Teller returned to action in 2021, making eight starts for the Rieleros, in which he posted an 0-2 record and 5.13 ERA with 17 strikeouts across 26 1/3 innings of work. Teller announced his retirement on March 26, 2022, but continued to play solely in winter leagues.

===Hamilton Cardinals===
On June 9, 2025, Teller came out of retirement and signed with the Hamilton Cardinals of the Intercounty Baseball League. He made one appearance for the team, but took the loss after allowing five earned runs on seven hits over two innings pitched against the Welland Jackfish. Teller was released by the Cardinals on June 13.
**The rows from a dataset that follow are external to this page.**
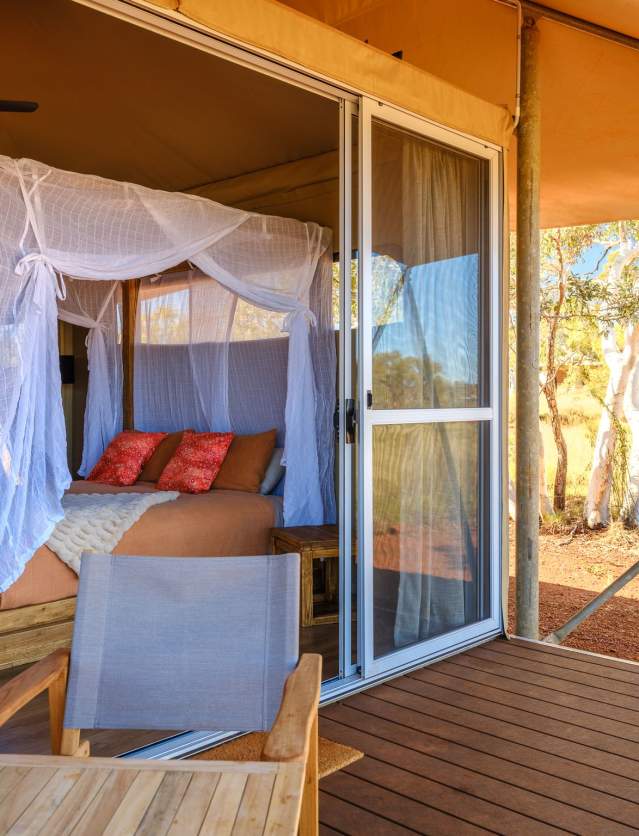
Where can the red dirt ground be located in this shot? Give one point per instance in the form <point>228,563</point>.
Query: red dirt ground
<point>573,569</point>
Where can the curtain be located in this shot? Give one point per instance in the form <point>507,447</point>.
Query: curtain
<point>426,356</point>
<point>61,223</point>
<point>94,305</point>
<point>441,246</point>
<point>202,363</point>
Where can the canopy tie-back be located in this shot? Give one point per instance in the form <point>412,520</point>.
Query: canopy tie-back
<point>29,266</point>
<point>298,315</point>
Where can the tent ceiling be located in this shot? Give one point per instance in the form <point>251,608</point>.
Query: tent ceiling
<point>590,112</point>
<point>620,15</point>
<point>121,102</point>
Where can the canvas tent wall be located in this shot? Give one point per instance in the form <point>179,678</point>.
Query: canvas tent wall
<point>590,162</point>
<point>100,232</point>
<point>263,27</point>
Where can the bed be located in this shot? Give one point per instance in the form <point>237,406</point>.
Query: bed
<point>37,610</point>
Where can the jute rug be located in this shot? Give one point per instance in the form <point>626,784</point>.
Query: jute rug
<point>331,756</point>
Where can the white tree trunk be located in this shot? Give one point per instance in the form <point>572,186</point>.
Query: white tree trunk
<point>545,505</point>
<point>621,364</point>
<point>631,410</point>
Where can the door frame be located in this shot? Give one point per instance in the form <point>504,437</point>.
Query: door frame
<point>423,651</point>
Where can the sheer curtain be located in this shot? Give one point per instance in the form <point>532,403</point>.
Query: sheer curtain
<point>94,305</point>
<point>62,223</point>
<point>441,294</point>
<point>426,273</point>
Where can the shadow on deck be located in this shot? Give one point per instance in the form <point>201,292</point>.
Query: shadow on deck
<point>510,737</point>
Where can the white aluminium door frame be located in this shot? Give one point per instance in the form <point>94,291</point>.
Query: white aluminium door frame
<point>369,418</point>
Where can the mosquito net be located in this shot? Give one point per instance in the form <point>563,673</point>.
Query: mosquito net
<point>58,224</point>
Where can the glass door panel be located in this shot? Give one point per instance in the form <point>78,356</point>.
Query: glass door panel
<point>429,549</point>
<point>428,388</point>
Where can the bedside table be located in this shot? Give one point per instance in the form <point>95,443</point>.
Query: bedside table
<point>311,542</point>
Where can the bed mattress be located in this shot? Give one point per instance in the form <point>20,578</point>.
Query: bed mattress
<point>214,524</point>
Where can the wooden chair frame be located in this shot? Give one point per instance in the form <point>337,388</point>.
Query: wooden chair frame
<point>293,738</point>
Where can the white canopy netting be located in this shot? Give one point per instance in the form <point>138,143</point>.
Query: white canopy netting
<point>57,224</point>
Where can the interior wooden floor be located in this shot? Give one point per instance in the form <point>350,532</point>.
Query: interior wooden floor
<point>28,731</point>
<point>510,737</point>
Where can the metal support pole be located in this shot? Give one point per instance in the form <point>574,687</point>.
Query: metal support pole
<point>592,606</point>
<point>528,312</point>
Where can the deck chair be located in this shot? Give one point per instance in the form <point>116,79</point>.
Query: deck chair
<point>184,643</point>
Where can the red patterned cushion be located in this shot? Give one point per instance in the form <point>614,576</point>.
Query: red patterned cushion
<point>123,460</point>
<point>196,462</point>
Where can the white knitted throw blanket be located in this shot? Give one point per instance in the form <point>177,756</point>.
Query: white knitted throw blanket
<point>96,522</point>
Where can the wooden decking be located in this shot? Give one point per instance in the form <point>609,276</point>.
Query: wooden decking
<point>511,737</point>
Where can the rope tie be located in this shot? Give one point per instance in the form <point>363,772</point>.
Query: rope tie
<point>299,315</point>
<point>28,265</point>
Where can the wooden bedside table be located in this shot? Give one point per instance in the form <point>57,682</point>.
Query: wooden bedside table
<point>311,542</point>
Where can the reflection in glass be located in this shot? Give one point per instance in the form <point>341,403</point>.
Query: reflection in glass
<point>428,245</point>
<point>430,563</point>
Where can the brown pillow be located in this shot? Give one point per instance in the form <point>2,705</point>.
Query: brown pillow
<point>245,464</point>
<point>159,460</point>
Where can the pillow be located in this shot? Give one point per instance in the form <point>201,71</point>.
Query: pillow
<point>124,458</point>
<point>245,464</point>
<point>195,463</point>
<point>274,472</point>
<point>161,457</point>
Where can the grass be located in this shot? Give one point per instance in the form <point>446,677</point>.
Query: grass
<point>580,413</point>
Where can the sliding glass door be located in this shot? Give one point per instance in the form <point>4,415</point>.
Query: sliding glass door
<point>428,336</point>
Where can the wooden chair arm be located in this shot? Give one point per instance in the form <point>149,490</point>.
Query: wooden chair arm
<point>289,738</point>
<point>49,674</point>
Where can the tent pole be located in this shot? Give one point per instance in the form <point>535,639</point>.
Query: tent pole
<point>130,292</point>
<point>528,312</point>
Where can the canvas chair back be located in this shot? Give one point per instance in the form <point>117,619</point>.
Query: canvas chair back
<point>182,643</point>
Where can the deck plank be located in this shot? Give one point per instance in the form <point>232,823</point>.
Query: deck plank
<point>476,797</point>
<point>507,737</point>
<point>569,660</point>
<point>442,755</point>
<point>487,693</point>
<point>568,680</point>
<point>570,696</point>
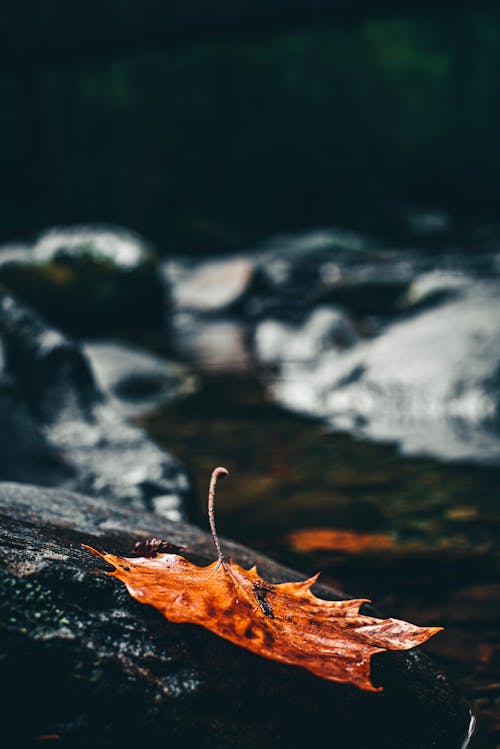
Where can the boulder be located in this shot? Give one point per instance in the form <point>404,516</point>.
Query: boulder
<point>89,279</point>
<point>61,429</point>
<point>84,663</point>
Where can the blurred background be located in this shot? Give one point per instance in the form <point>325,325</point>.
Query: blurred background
<point>275,234</point>
<point>220,137</point>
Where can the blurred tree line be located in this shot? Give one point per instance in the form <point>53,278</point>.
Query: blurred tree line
<point>213,145</point>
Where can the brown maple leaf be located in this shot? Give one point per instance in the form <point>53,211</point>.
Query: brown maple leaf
<point>284,622</point>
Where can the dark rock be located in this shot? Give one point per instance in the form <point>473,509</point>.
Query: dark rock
<point>137,380</point>
<point>61,429</point>
<point>88,279</point>
<point>83,661</point>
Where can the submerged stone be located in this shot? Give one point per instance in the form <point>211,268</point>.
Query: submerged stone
<point>121,675</point>
<point>62,429</point>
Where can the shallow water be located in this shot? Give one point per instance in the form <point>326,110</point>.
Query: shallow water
<point>427,552</point>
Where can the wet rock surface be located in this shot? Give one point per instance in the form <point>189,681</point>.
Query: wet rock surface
<point>60,428</point>
<point>394,347</point>
<point>87,664</point>
<point>84,278</point>
<point>137,380</point>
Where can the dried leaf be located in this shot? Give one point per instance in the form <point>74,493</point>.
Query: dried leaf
<point>284,622</point>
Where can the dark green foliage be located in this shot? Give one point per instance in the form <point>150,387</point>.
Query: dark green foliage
<point>221,143</point>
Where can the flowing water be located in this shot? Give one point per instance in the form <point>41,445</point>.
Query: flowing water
<point>419,535</point>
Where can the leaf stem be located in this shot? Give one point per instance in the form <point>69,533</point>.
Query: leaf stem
<point>217,473</point>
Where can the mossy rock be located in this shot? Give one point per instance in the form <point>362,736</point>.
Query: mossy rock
<point>89,280</point>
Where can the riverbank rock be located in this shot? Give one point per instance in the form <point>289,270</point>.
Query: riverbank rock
<point>89,666</point>
<point>137,380</point>
<point>427,381</point>
<point>89,279</point>
<point>60,428</point>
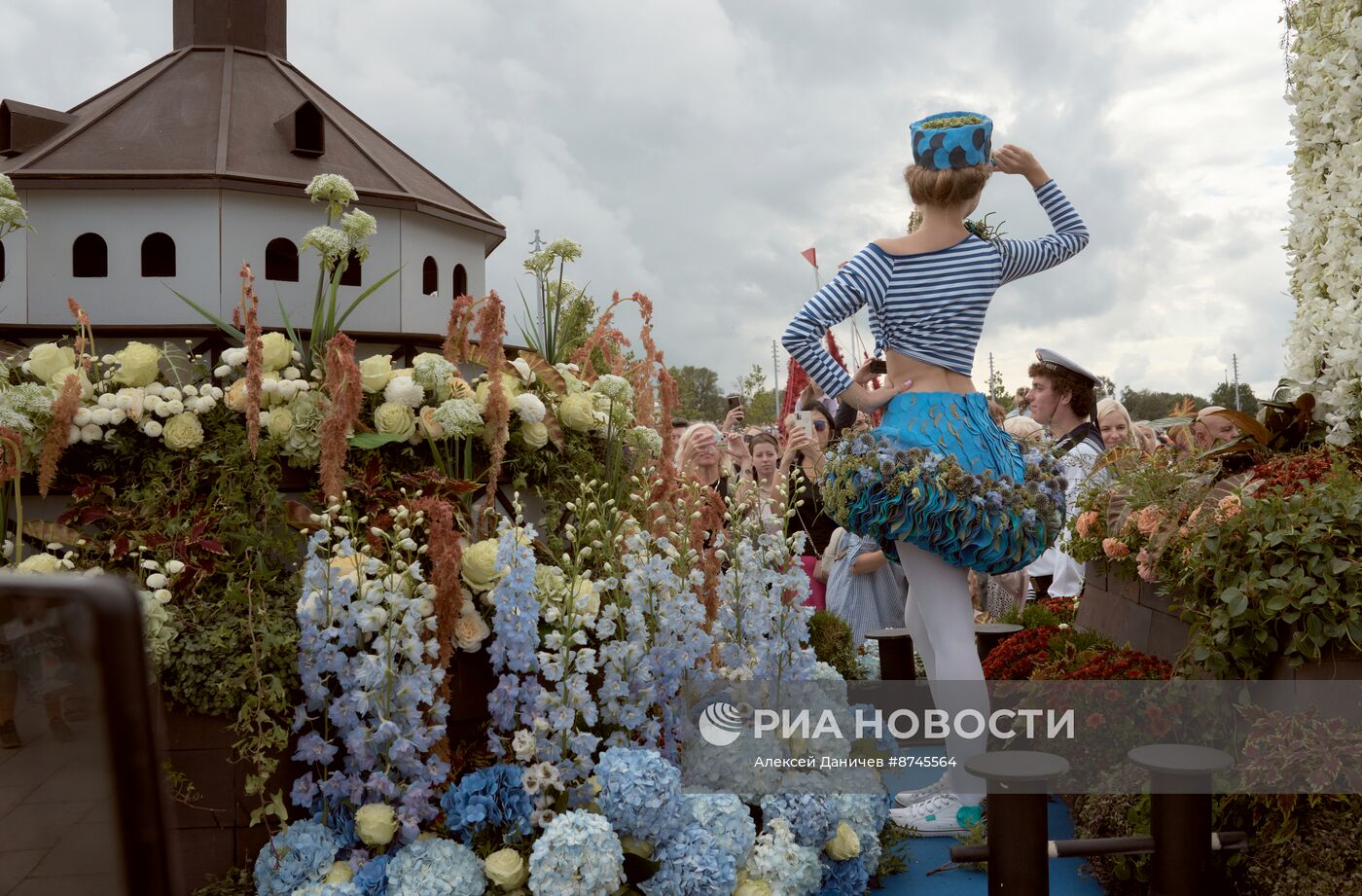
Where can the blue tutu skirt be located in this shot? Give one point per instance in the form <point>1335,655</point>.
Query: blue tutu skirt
<point>940,474</point>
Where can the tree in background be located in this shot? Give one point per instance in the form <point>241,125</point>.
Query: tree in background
<point>1223,395</point>
<point>1148,405</point>
<point>700,394</point>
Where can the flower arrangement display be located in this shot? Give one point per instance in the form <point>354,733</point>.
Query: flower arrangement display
<point>1323,44</point>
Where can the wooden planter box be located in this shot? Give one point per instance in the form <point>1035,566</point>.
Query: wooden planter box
<point>1130,612</point>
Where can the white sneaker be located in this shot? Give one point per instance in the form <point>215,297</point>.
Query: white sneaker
<point>939,816</point>
<point>910,797</point>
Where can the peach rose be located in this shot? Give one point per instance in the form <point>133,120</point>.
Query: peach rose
<point>1114,549</point>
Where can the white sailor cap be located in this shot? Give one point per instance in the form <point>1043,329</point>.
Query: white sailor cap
<point>1056,360</point>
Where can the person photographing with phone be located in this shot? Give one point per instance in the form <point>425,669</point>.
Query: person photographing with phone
<point>797,480</point>
<point>939,484</point>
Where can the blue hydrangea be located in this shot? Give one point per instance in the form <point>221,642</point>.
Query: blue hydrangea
<point>492,797</point>
<point>576,855</point>
<point>300,854</point>
<point>728,820</point>
<point>640,794</point>
<point>327,889</point>
<point>372,878</point>
<point>694,864</point>
<point>843,878</point>
<point>813,817</point>
<point>436,868</point>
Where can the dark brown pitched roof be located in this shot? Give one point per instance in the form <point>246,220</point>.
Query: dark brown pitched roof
<point>207,116</point>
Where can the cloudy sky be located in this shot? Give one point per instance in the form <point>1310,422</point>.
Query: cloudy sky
<point>697,147</point>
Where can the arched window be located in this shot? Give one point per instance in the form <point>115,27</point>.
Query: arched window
<point>353,272</point>
<point>281,261</point>
<point>429,276</point>
<point>159,255</point>
<point>89,256</point>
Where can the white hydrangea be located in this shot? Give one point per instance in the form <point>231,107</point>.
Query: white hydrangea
<point>1324,240</point>
<point>530,408</point>
<point>404,390</point>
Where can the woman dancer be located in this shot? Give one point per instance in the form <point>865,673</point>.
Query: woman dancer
<point>939,484</point>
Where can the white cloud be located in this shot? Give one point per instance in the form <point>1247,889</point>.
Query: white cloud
<point>695,149</point>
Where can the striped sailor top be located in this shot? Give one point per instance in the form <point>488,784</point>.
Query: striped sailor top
<point>929,305</point>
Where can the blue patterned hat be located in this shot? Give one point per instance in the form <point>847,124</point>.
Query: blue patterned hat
<point>959,146</point>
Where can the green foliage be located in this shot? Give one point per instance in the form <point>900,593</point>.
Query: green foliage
<point>237,881</point>
<point>1279,579</point>
<point>1150,405</point>
<point>699,392</point>
<point>833,641</point>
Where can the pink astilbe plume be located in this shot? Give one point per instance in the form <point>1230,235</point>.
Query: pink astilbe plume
<point>58,432</point>
<point>255,357</point>
<point>346,391</point>
<point>492,320</point>
<point>456,347</point>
== International career ==
Teller plays for the Nicaragua national baseball team. In 2025, he became the first Nicaraguan to participate in four different qualifying tournaments for the World Baseball Classic (2012, 2016, 2022, 2025). At the 2013 WBC qualifiers, he pitched 1.0 scoreless innings, but Nicaragua failed to qualify. At the 2017 WBC qualifiers, he pitched 3.1 innings in two games, allowing 5 earned runs.

Teller pitched at the qualifiers for the 2020 Summer Olympics; he allowed 7 hits, 2 walks, and 3 earned runs in a loss to the United States.

At the 2023 WBC qualifiers, he pitched 1.2 innings of scoreless relief in three games, as Nicaragua earned its first WBC berth in its history. At the 2023 World Baseball Classic, he pitched 2.2 scoreless innings in two appearances for Nicaragua In the game against Israel, Teller induced an inning-ending double play on a bases loaded situation that would have given Israel the lead. However, Nicaragua ultimately lost the game, finishing last in its pool and forcing the team to requalify.